Proposition 64 passed in November, legalizing recreational marijuana use in California. Starting Jan. 1, 2018, commercial cultivation and retail sales of cannabis will also begin, legalizing a potentially multibillion dollar industry.
The Daily Bruin traveled to Northern California and Oregon to investigate what changes are ahead for California’s cannabis industry, which has long produced a majority of the nation’s cannabis, and see how a pair of college students built a successful business with the plant.
The snowy cap of Mount Shasta pokes through dairy farms in the northernmost tip of California. Not far away, a lone trailer stands off the highway next to a square of wooden fencing on a grassy hill.
The trailer, filled with fans, wires and hangers, looks abandoned. But in the winter, it is used to hang and trim thousands of dollars of high-quality marijuana.
The owner of the trailer, Connor Kramme, a recent UC Berkeley graduate, finished trimming the year’s crop a few months ago. While he tended to his 198-plant farm, his younger brother Christian Kramme, a third-year microbiology, immunology and molecular genetics student at UCLA, brainstormed innovative cannabis product ideas.

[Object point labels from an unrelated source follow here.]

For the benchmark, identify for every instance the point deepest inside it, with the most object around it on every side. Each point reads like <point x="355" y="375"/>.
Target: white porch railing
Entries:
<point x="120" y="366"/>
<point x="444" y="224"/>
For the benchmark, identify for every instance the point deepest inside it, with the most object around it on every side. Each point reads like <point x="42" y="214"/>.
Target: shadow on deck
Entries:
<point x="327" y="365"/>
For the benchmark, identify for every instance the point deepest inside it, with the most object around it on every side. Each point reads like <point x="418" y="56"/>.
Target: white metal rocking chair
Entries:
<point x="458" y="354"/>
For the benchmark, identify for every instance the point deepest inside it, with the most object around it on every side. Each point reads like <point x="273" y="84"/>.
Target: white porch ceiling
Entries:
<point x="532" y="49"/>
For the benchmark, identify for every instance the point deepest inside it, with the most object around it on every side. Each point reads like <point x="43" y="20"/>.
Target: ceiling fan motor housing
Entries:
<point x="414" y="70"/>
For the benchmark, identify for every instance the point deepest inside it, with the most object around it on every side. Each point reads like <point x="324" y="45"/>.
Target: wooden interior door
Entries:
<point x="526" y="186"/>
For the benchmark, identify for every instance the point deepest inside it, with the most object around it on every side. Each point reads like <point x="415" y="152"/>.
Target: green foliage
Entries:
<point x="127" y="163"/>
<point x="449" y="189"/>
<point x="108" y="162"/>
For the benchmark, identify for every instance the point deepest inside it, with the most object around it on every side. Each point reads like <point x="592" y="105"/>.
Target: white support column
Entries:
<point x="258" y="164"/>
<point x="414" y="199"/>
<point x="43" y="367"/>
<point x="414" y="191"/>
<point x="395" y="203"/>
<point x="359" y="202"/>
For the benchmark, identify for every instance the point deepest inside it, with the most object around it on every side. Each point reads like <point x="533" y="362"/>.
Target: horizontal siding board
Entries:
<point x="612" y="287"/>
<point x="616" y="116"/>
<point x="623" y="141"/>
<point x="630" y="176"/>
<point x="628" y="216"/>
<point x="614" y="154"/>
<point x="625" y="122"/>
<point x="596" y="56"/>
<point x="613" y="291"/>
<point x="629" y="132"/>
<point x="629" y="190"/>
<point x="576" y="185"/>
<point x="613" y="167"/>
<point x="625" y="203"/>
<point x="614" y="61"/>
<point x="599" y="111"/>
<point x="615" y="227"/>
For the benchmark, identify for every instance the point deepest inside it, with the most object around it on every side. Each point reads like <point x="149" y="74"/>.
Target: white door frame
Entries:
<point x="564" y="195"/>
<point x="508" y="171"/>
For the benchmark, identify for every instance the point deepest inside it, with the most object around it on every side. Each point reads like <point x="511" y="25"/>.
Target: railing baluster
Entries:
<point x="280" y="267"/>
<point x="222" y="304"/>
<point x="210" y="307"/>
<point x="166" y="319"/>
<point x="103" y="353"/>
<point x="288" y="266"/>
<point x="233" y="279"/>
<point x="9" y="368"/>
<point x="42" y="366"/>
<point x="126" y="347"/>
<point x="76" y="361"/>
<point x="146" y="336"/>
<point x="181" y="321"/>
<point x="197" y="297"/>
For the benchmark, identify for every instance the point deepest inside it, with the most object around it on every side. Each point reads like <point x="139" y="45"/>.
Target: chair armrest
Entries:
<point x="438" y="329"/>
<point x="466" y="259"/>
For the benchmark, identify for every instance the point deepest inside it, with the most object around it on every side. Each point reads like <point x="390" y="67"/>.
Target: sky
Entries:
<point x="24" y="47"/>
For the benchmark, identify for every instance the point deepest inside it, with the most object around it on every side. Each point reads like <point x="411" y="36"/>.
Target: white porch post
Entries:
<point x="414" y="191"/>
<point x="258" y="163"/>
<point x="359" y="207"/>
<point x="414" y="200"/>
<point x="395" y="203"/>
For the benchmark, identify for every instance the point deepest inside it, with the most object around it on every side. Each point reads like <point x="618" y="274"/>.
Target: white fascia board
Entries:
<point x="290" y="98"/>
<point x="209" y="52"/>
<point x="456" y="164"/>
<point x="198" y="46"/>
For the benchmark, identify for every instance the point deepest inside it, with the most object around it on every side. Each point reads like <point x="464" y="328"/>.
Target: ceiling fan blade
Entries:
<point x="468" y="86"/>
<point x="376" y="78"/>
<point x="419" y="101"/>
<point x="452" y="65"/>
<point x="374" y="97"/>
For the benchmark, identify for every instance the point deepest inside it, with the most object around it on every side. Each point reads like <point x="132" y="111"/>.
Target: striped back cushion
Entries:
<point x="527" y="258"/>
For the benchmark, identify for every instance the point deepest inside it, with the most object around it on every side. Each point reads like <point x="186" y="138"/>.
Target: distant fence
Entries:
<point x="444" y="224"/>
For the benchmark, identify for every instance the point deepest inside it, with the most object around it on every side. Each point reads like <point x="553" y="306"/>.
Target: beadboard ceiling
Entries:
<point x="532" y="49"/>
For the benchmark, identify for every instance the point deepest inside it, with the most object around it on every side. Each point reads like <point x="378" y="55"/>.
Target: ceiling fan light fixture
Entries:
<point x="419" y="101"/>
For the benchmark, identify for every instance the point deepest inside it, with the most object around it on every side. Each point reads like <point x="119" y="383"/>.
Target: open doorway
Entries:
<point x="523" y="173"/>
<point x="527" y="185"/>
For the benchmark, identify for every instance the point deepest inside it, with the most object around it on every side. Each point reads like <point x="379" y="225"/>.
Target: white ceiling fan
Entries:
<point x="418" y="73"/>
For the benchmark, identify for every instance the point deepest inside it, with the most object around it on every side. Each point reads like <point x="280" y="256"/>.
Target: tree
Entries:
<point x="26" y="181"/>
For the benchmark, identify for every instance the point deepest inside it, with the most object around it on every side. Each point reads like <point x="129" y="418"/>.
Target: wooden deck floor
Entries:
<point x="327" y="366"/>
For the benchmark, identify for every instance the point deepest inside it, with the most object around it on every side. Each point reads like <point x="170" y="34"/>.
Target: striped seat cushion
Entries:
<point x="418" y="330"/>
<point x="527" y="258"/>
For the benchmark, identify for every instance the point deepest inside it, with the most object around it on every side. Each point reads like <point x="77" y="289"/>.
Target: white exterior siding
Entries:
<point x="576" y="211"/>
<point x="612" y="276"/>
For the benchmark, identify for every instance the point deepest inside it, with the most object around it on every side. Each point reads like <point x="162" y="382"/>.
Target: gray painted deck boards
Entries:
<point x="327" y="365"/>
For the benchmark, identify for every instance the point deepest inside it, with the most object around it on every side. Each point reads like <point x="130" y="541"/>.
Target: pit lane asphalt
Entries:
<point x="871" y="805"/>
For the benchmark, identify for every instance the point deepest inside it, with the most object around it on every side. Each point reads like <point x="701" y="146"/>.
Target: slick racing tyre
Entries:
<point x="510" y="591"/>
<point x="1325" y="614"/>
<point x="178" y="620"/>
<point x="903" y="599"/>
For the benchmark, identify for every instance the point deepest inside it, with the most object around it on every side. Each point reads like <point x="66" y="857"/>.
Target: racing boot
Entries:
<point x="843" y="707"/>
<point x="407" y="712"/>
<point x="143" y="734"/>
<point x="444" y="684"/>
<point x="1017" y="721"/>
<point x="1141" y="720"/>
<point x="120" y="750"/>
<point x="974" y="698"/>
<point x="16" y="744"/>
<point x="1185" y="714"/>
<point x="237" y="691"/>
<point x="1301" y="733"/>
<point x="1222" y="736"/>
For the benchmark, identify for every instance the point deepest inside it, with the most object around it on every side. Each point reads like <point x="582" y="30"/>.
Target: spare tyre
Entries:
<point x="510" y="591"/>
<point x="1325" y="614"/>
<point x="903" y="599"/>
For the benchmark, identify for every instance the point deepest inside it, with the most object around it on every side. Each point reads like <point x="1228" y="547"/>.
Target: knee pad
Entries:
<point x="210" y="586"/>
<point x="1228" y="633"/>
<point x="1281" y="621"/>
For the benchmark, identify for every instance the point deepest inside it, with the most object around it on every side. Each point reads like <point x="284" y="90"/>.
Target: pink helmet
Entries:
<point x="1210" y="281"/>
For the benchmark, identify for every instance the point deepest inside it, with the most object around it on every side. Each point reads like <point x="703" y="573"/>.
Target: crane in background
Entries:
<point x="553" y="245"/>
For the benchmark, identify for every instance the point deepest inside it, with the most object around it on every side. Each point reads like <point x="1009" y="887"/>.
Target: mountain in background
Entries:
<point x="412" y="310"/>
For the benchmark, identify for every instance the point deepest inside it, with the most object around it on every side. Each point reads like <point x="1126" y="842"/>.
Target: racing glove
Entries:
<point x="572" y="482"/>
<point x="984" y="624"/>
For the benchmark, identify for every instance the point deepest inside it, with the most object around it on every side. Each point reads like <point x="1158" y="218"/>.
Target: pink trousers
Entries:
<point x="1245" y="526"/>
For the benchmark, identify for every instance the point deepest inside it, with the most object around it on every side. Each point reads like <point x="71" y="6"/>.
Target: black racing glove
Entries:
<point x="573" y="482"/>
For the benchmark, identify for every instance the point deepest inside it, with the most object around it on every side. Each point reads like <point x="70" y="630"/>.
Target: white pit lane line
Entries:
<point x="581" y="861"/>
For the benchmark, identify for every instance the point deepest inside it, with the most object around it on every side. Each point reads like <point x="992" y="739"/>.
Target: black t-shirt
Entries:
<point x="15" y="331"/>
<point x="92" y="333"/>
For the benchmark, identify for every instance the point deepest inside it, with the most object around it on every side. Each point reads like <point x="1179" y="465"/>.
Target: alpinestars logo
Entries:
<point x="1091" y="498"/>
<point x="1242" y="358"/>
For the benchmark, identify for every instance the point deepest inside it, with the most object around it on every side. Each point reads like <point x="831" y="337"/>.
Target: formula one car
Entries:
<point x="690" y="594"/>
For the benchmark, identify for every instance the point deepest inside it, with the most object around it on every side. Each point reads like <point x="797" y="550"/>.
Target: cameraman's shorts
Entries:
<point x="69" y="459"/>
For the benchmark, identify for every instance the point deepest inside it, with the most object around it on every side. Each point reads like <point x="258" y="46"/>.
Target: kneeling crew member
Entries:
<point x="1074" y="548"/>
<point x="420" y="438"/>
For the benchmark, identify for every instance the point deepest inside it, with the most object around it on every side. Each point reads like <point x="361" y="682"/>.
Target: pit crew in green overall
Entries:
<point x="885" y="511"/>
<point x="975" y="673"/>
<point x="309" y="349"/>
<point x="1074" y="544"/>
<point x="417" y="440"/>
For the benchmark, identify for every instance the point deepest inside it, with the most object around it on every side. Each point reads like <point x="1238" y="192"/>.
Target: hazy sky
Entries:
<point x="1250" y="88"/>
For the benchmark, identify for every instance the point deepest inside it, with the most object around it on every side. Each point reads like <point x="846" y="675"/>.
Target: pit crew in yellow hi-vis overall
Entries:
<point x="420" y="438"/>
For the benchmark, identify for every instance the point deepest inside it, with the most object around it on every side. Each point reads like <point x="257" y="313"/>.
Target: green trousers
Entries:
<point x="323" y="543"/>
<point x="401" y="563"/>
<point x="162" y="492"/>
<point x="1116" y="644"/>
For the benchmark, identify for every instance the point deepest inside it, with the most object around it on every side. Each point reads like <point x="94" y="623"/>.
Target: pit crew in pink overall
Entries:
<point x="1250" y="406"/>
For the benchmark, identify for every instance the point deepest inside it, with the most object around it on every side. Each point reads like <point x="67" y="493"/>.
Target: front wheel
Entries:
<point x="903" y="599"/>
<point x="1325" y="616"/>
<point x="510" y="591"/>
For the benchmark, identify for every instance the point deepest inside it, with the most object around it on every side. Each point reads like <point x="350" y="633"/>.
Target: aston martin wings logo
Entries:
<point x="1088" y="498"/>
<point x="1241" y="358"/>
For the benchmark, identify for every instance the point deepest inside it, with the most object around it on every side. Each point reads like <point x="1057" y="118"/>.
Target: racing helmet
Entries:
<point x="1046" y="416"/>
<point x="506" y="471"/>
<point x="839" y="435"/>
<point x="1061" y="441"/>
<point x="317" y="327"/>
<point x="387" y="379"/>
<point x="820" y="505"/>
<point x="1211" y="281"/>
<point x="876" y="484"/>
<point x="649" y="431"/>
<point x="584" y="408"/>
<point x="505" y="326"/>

The brothers began a cannabis delivery company, Green Box, in 2014 with significant success. But they know big changes are coming.
Cannabis cultivation, both medical and recreational, went from being an illicit underground endeavor to a protected industry in November 2016. Proposition 64 legalized and began regulating recreational use and personal cultivation of marijuana in California, and will allow commercial sale of cannabis starting in 2018.
The proposition will allow the Kramme brothers to expand their outdoor medical grow to a larger commercial endeavor.
“Cannabis grows best outdoors,” Connor said. “(But) because people were afraid to grow outside, terrified that cops are going to come over and raid your house, they started going indoors.”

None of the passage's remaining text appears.